もう避けられない。だがせめて双子だけは守らなくては。ぎゅっと双子を庇うように抱き寄せ覚悟を決めて目を閉じるも一向に体に刃物が突き刺さる感覚は無かった。恐る恐る目を開けると目の前で白刃をこちらに向けたまま静止する剣が見えた。
「え、なにこれ、どういうこと」
ギョッとしたのはカオル子だけではないようで剣を投げた張本人さえも固まって目を見開いていた。

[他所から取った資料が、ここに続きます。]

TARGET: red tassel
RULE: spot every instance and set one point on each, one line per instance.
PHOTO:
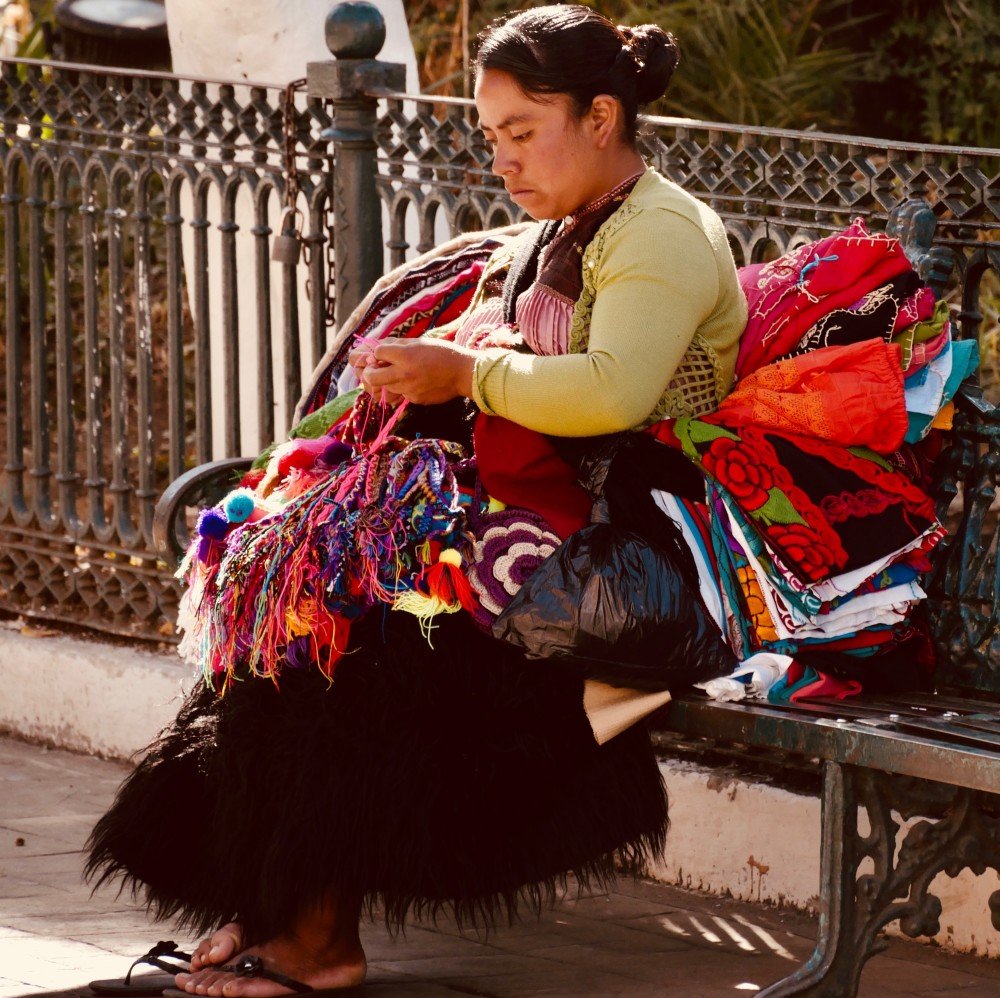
(253, 478)
(448, 583)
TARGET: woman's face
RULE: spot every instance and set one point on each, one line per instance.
(548, 159)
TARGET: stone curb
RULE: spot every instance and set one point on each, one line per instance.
(730, 835)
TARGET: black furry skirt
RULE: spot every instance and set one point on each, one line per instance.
(459, 777)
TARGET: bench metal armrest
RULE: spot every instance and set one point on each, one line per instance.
(201, 486)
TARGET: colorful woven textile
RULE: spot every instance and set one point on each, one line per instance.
(788, 296)
(849, 395)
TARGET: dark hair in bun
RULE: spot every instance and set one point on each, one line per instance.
(571, 49)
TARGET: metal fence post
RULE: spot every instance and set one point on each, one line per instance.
(355, 32)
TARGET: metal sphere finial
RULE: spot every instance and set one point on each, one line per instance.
(355, 29)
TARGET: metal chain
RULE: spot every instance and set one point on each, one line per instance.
(293, 186)
(331, 271)
(289, 125)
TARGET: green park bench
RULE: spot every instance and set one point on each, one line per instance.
(932, 754)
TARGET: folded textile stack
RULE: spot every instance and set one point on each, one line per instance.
(818, 534)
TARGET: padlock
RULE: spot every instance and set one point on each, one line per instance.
(287, 245)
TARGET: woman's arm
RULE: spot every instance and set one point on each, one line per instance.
(657, 283)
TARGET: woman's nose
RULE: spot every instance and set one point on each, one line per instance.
(502, 163)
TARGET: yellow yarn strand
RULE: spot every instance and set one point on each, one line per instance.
(425, 609)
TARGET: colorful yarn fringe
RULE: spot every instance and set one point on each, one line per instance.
(279, 571)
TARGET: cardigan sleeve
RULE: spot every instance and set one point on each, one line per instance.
(657, 282)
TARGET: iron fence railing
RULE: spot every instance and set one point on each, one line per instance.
(145, 329)
(95, 167)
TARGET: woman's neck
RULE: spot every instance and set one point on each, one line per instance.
(623, 169)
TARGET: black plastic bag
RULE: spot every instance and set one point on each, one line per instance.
(621, 606)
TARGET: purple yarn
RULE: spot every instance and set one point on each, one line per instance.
(212, 523)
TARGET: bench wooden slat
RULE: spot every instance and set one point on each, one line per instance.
(855, 742)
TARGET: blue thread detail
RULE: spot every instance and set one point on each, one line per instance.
(812, 265)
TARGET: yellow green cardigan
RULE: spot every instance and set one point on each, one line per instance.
(654, 333)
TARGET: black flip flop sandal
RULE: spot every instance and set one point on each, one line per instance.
(253, 966)
(147, 985)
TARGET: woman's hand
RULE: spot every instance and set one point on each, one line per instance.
(421, 371)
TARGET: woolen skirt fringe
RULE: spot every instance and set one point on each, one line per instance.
(460, 777)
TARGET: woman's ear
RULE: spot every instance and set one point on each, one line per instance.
(605, 116)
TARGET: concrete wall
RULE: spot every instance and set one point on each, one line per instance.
(729, 835)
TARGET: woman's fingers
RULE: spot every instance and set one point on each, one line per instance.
(423, 372)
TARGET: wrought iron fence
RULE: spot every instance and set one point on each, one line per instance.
(142, 319)
(426, 162)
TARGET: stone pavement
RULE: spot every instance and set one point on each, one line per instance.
(644, 939)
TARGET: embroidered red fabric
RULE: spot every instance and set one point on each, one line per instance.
(850, 395)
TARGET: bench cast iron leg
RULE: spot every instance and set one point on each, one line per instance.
(829, 971)
(854, 909)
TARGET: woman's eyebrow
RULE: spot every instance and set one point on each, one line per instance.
(511, 119)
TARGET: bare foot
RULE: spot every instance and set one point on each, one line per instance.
(221, 945)
(340, 965)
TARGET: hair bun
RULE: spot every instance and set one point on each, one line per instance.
(656, 54)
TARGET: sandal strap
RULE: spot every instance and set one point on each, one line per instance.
(164, 948)
(253, 966)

「お前はすぐに問題ごとを起こす………乙女からトラブルメーカーに改名した方がいいんじゃないか?」
背後から見知った声がする。振り向けばそこには手袋を外した手を此方に構えてすらりと立っているベルベットの姿が見えた。どうやら剣を止めたのはベルベットらしい。右手をスライドさせれば剣は力を失って草の生えた地面の上にぼさりと落ちた。
「さてさて……勇義隊の諸君。良くも私の愛しい子と居候に刃物を向けてくれたね。」
ベルベットは笑顔の仮面をぴたりと貼り付けたまま冷たい目でそう言い放った。
顕になった白い手の甲には青黒く目立つ十字架の刺青がくっきりと入っていた。